AML: Thanks again for this opportunity to chat about how meaningful HamLit has been and continues to be in my life, and thank you for all the work you [all] do that goes into bringing each HamLit issue into the world.
At the end of her email, Alexandra signed her name prefaced by “Amitiés,” which I promptly looked up, courtesy of the Cambridge Dictionary:
French: regards [noun plural] greetings; good wishes
I particularly loved this take:
amitiés = (amitié = friendship) yours, best wishes, regards
And though I have only met Alexandra in person twice—a minimal reality that is still wild to me—I feel like her sign off encapsulates what I have slowly learned about this talented, gracious, and tenacious creator over the last nearly four years. So intentional, so delighted by language in all forms. This is how Alexandra continues to push against all the seasons of a writerly life, for herself as a writer and for HamLit.
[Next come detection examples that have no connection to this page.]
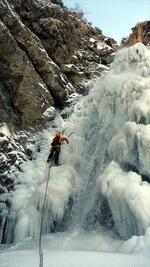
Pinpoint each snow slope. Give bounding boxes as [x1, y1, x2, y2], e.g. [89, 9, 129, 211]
[0, 43, 150, 267]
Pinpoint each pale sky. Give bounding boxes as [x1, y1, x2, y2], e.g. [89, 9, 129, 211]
[63, 0, 150, 42]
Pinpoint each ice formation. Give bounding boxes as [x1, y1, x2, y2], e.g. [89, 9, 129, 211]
[2, 43, 150, 258]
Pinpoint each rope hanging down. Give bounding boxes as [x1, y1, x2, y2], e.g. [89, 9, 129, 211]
[39, 164, 51, 267]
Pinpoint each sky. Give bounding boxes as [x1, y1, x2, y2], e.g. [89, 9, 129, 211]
[63, 0, 150, 43]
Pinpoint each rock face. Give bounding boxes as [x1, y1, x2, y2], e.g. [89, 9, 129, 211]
[0, 0, 116, 127]
[125, 21, 150, 46]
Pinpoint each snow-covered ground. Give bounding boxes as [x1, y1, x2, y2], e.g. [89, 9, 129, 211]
[0, 43, 150, 267]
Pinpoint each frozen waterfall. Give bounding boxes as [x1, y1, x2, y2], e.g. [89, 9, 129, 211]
[1, 43, 150, 253]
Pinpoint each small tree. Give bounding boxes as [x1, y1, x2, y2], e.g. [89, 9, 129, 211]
[50, 0, 64, 8]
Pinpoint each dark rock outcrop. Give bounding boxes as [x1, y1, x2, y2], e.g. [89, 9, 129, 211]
[124, 21, 150, 46]
[0, 0, 116, 127]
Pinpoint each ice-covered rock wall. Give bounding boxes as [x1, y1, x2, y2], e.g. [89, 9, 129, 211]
[64, 43, 150, 239]
[2, 43, 150, 245]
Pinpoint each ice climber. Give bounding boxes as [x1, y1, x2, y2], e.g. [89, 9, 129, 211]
[47, 132, 69, 166]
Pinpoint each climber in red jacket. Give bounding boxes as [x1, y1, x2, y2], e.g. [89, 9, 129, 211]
[47, 132, 69, 165]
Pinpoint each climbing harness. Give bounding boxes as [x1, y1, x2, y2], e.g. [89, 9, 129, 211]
[39, 162, 51, 267]
[39, 132, 73, 267]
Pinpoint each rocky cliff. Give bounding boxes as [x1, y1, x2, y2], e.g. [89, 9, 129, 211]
[124, 21, 150, 45]
[0, 0, 116, 128]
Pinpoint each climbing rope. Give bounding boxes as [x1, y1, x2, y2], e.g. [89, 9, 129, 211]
[39, 132, 73, 267]
[39, 163, 51, 267]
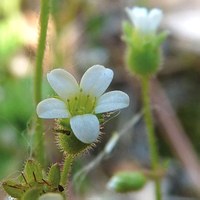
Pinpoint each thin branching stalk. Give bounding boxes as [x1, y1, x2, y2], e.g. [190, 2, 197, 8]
[60, 155, 74, 196]
[141, 77, 162, 200]
[34, 0, 50, 165]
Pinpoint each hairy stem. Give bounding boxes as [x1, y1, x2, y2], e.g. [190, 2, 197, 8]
[34, 0, 49, 165]
[142, 77, 162, 200]
[60, 155, 74, 193]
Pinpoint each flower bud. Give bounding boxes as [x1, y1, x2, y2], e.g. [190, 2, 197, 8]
[107, 172, 146, 193]
[123, 7, 168, 76]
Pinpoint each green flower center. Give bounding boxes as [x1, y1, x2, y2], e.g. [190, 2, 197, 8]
[66, 90, 96, 116]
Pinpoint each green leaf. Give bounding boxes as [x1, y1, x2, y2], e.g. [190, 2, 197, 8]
[39, 193, 64, 200]
[2, 181, 24, 198]
[108, 171, 146, 193]
[24, 160, 43, 183]
[22, 187, 41, 200]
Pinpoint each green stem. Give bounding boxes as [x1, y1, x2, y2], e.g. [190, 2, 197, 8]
[34, 0, 49, 166]
[60, 155, 74, 189]
[142, 77, 162, 200]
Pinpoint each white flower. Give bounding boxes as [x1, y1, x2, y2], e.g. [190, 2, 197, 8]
[126, 7, 163, 34]
[37, 65, 129, 143]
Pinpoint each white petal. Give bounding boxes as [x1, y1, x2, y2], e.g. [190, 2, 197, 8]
[80, 65, 113, 97]
[39, 193, 64, 200]
[70, 114, 99, 143]
[148, 8, 163, 32]
[47, 69, 79, 100]
[36, 98, 70, 119]
[95, 91, 129, 113]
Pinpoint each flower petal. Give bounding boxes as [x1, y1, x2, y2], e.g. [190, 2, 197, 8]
[70, 114, 99, 144]
[36, 98, 70, 119]
[47, 69, 79, 100]
[80, 65, 113, 97]
[95, 91, 129, 113]
[148, 8, 163, 32]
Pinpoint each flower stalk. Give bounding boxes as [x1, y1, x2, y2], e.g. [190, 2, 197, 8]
[60, 154, 74, 189]
[141, 77, 162, 200]
[34, 0, 49, 165]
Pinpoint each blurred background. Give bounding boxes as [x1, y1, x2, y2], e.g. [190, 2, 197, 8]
[0, 0, 200, 200]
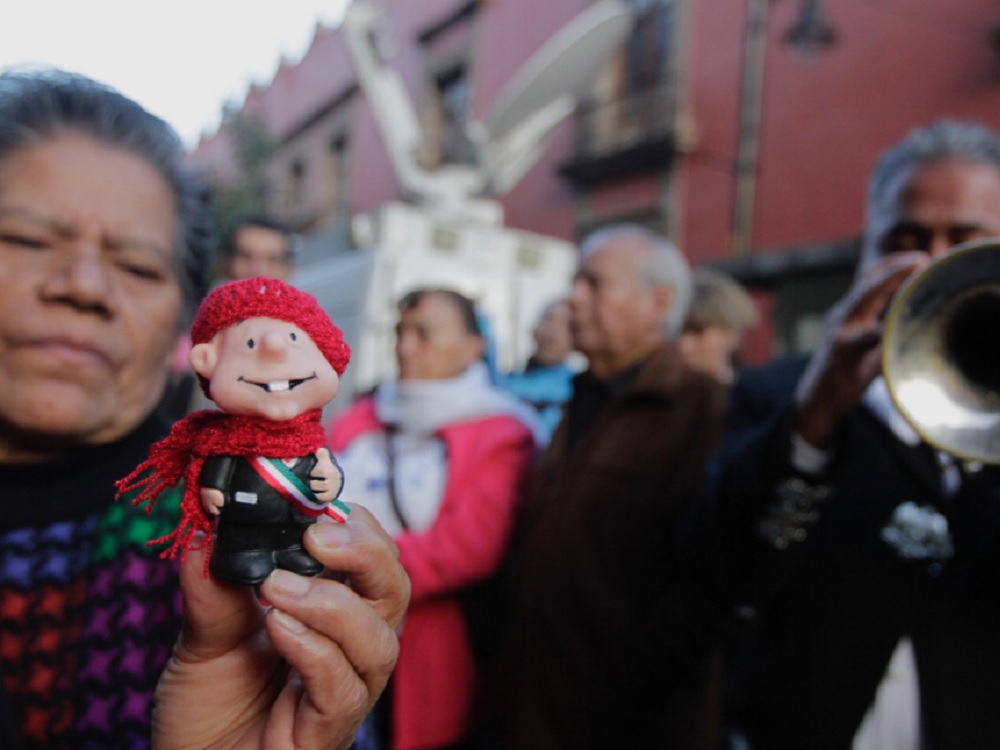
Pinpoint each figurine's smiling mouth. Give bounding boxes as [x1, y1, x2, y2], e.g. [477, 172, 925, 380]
[239, 373, 316, 393]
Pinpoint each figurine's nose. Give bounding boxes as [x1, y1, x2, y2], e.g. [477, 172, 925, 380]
[260, 331, 290, 359]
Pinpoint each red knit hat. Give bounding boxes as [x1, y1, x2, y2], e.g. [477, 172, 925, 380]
[191, 276, 351, 395]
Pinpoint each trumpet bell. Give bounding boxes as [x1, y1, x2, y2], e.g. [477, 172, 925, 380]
[882, 239, 1000, 464]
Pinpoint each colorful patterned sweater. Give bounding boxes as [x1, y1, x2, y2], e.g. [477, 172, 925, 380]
[0, 420, 180, 750]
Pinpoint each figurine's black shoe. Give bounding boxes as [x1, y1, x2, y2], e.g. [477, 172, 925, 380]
[208, 550, 274, 586]
[274, 547, 323, 576]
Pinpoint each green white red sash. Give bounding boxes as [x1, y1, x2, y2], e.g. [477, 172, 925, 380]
[250, 456, 351, 523]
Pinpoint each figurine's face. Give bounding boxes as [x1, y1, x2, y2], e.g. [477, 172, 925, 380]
[190, 318, 340, 421]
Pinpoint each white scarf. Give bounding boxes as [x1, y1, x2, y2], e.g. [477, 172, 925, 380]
[375, 362, 544, 441]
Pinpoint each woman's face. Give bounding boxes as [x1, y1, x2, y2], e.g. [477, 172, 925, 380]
[0, 130, 182, 461]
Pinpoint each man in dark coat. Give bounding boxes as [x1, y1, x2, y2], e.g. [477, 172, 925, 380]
[500, 226, 723, 750]
[715, 122, 1000, 750]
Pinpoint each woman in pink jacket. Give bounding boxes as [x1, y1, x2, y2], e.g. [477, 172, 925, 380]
[329, 289, 540, 750]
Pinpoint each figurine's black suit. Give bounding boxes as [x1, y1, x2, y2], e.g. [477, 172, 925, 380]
[200, 454, 323, 585]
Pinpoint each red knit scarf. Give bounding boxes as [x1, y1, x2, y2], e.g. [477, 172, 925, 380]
[115, 409, 325, 559]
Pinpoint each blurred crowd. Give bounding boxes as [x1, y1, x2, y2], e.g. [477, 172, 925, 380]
[0, 63, 1000, 750]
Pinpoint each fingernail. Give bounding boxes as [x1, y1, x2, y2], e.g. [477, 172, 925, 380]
[271, 569, 312, 596]
[271, 609, 307, 635]
[308, 519, 351, 548]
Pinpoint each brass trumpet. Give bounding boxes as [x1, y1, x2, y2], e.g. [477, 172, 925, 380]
[882, 238, 1000, 464]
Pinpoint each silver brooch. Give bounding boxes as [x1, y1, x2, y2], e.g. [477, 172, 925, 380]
[881, 502, 955, 560]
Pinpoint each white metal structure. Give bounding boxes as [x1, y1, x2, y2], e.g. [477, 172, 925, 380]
[295, 0, 631, 409]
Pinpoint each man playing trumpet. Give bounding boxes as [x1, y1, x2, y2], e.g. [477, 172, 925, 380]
[713, 122, 1000, 750]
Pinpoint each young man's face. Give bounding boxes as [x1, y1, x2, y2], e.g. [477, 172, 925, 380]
[396, 292, 483, 380]
[224, 226, 292, 281]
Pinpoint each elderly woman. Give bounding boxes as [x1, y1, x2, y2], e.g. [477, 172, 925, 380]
[329, 288, 541, 750]
[0, 71, 408, 748]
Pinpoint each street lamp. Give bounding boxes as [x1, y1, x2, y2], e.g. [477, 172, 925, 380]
[785, 0, 837, 55]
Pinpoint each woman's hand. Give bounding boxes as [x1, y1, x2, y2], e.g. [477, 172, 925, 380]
[153, 506, 410, 750]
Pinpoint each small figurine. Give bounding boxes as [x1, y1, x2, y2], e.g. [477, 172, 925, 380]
[116, 277, 350, 585]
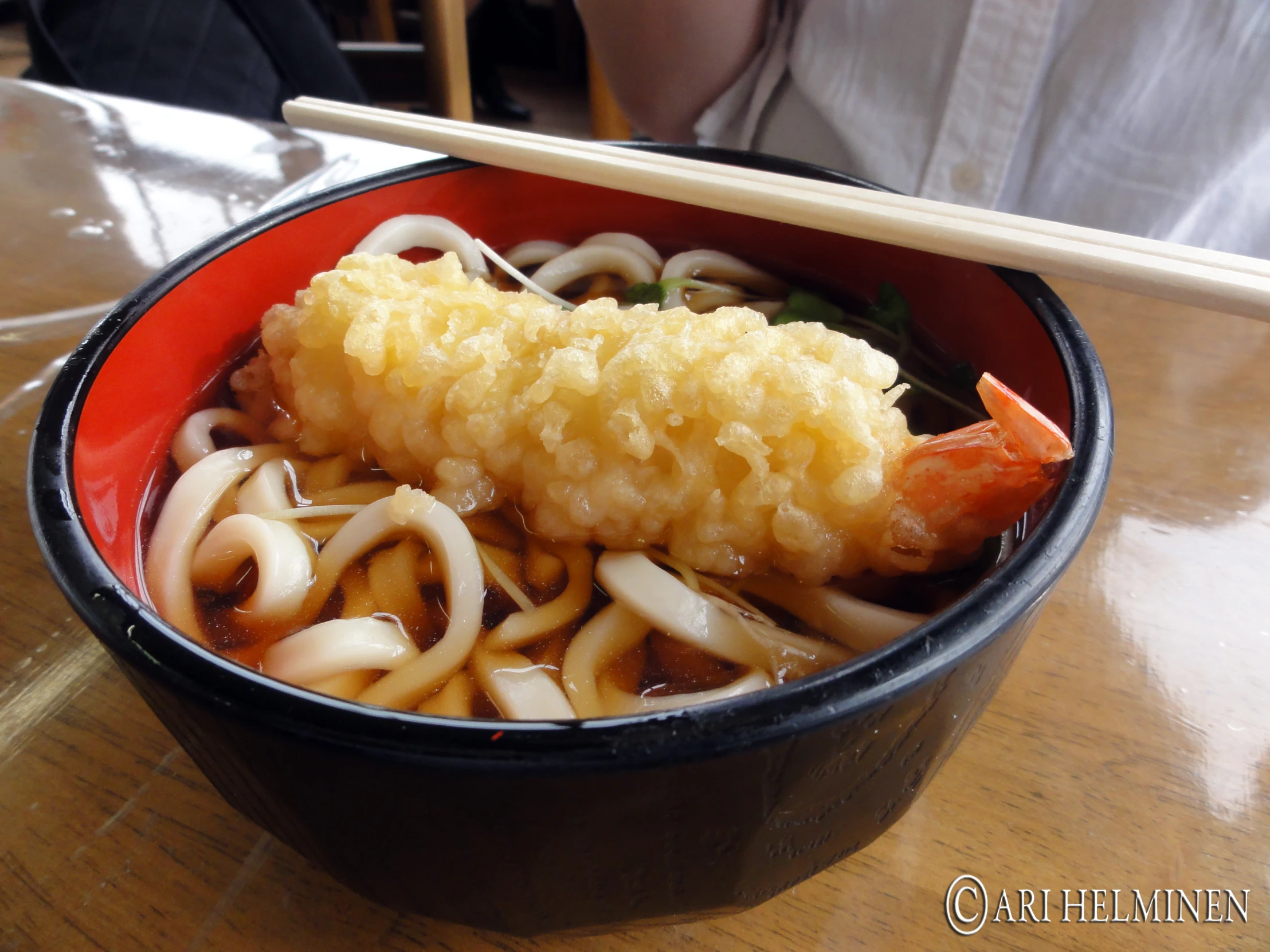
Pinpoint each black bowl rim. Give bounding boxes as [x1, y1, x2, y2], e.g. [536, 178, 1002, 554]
[28, 143, 1112, 772]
The HL editors cannot express enough how honored we have been, and will continue to be, in partnering with and publishing Alexandra M. Lucas. We greatly hope she is nowhere near her dénouement with us. As for the rest, it looks like Alexandra is embarking on the sun, the moon, and the stars… possibly in many galaxies. We feel her growth in our roots. How can collaborating get better than this?
Including “Soldiers Like Us”, Alexandra’s work has been featured in all five HamLit season/solstice issues: “The Other Side” in Winter Issue: No Man’s Land, “With You” in Summer Issue: Second Place, “In the Deep” in Spring Issue: Alter Ego, and “Harmony” in Fall Issue: Golden Age.